Hellebore by Martha Slavin
One art project finished!

While living in Tokyo, our son Theo and I stopped once a week at the small, crowded ice cream stand on our way home from Theo's school. We would order cones and sit in front of the store while we savored every bite.

One day as we sat, a younger friend of Theo's and his dad walked by. The boy sneezed and coughed profusely as he waved at Theo. I groaned. The boy was too sick to be outside. Two days later I had his cold.

White Rose by Martha Slavin

I catch colds easily. I always have. I've never gotten a mild cold either. Just when I think I'm getting better, the cold rebounds and develops into one of the hosts of bacterial infections that qualify for antibiotics. I've used up my share of antibiotics while spending weeks getting over something as simple as a cold.

Pink Tulip with Rain Drop by Martha Slavin

So, no I won't be participating in group activities for the next couple of weeks. I'm self-quarantined as much as possible. I may be paranoid, but unless I know that I can be safe in gatherings even from a simple cold, I will stay home. I hope you are taking precautions for yourself as well.
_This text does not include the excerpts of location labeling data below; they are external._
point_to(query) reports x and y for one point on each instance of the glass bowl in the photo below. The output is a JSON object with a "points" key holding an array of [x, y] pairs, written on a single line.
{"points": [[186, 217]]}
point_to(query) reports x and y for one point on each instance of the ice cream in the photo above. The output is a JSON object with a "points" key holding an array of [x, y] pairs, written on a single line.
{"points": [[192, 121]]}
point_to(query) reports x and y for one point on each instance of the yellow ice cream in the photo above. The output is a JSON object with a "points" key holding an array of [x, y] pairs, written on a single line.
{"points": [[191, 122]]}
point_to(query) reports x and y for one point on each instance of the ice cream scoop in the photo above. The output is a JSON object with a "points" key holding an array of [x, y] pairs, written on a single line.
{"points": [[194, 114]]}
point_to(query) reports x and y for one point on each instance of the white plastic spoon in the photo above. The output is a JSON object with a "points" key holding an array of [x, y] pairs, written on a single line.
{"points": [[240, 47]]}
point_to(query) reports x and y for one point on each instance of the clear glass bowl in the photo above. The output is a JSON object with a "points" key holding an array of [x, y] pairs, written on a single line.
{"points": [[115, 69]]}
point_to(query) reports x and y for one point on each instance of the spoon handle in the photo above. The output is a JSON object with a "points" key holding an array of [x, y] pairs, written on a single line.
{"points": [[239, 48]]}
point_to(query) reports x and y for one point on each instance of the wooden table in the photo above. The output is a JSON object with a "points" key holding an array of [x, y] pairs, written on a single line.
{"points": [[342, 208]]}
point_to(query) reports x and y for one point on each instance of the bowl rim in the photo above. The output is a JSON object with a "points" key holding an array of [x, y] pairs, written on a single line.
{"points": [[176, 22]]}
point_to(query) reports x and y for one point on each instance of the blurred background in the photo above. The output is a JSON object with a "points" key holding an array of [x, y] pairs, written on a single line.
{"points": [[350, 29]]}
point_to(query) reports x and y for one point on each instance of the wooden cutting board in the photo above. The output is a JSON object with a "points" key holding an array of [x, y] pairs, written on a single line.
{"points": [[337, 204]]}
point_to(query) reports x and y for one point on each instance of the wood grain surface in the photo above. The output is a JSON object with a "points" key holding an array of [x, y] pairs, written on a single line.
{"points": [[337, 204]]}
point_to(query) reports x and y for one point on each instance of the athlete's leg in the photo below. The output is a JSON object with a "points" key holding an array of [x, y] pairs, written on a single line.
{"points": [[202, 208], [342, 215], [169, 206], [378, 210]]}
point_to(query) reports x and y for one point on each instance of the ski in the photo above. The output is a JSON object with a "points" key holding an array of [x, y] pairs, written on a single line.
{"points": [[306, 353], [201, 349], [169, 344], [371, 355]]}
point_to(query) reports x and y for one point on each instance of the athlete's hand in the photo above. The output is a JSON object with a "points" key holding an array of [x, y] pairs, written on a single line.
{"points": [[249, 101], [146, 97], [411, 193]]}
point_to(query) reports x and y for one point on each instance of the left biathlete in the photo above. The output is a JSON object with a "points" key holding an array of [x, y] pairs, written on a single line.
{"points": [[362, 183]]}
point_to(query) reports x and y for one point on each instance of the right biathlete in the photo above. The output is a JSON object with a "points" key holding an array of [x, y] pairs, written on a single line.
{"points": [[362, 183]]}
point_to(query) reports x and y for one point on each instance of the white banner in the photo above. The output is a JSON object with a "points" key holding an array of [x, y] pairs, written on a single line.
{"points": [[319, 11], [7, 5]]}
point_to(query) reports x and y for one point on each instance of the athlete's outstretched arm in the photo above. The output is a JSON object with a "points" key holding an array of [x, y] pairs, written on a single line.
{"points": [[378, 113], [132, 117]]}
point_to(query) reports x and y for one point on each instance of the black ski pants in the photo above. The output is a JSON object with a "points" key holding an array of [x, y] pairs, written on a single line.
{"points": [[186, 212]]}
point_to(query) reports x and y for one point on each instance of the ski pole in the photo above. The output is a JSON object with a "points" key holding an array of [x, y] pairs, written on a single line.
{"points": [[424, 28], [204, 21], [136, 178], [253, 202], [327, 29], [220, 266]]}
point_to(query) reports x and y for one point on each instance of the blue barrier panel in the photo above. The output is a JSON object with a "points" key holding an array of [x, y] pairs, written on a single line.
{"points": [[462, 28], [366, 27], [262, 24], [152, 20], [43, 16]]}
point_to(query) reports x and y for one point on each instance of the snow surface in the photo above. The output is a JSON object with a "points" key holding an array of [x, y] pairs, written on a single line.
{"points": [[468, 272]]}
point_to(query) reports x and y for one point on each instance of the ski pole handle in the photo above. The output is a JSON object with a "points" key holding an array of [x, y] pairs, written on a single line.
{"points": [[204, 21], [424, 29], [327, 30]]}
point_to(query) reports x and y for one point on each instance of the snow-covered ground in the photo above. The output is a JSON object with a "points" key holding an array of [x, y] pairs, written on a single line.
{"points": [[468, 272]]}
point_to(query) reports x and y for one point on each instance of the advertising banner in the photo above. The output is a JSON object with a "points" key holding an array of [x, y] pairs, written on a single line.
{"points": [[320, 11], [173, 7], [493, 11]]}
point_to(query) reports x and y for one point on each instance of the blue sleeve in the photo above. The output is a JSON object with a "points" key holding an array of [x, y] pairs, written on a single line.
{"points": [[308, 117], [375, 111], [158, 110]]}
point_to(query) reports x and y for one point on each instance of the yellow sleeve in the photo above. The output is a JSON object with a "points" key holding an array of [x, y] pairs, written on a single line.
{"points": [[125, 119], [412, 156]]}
Two Tulips by Martha Slavin

Maybe the news about Corvid-19 will make other people think hard before they go out in public when they are sick, not just with this new virus, but with common colds and flu. I know I have been guilty of going out too soon and I have spread my germs around others. I know we need to take action to provide paid sick leave and other benefits especially for low-income workers, so they don't have to show up for work while they are sick. But, maybe with Corvid-19 reminding us how quickly viruses can spread, we all will stop and think about how our health can end up infecting others.

While I'm home, I'm getting a lot of art projects and writing finished in the meantime. I am counting on you to be doing the same. Stay safe and stay well.

Friday, March 6, 2020


Here is a hint:

T-shirt design from the Corita Art Center

We all are familiar with Frida Kahlo, who has become a cult figure, but few of us, including me, can make a list of women artists beyond Mary Cassatt, Berthe Morisot or Louise Nevelson.

Still flummoxed about these five first names?

courtesy of Corita Art Center
The first name on the T-shirt belongs to Corita Kent, an artist and nun, who became a popular artist because of her bright colors and simple expressions. She used silkscreen to produce her colorful message at a time when the world rocked with the Vietnam War and civil rights demonstrations.

Ray Eames partnered with her husband Charles to design what is now called Mid-Century Modern furniture. They are best known for the Eames lounge chair and molded wood or plastic side chairs. Ray produced many textile designs as well.

Hilma de Klimt, inspired by her quest for spiritual awakening, painted geometric shapes, used vivid colors and intricate patterns in the early part of the 20th century long before her more well-known contemporaries, Kandinsky and Mondrian. Born in Sweden, her work has remained hidden until the Guggenheim's exhibit from last year.

courtesy of

Faith Ringgold, known for her quilts and large paintings depicting civil liberties and conflicts, also has published 17 books including Tar Beach, which is based on one of her story quilts. She is a retired art professor from UC San Diego.

courtesy of Crocker Art Museum 

Elaine L. Cohen, a prolific graphic designer and artist, created Mid-Century work in collage, designed interiors of buildings and book jackets, museum catalogs, and paintings. She incorporated geometric shapes into her public spaces and women's images into her artwork. She was one of the first to develop a complete identity program throughout a building such as in the Seagram Building in New York City.

courtesy of Elaine Lustig Cohen

I have been on a hunt to discover who the five artists are. I can now name all the artists on my T-shirt as well as a few more.

I am standing in front of a serigraph print by Sudi McCollum, an illustrator and artist, while holding two beautifully illustrated books. One is The Four Seasons by Mary Azarian, a Vermont woodblock printer and the other is Sherrie Lovler's On Softer Ground.

Women artists are everywhere. You just have to look for them.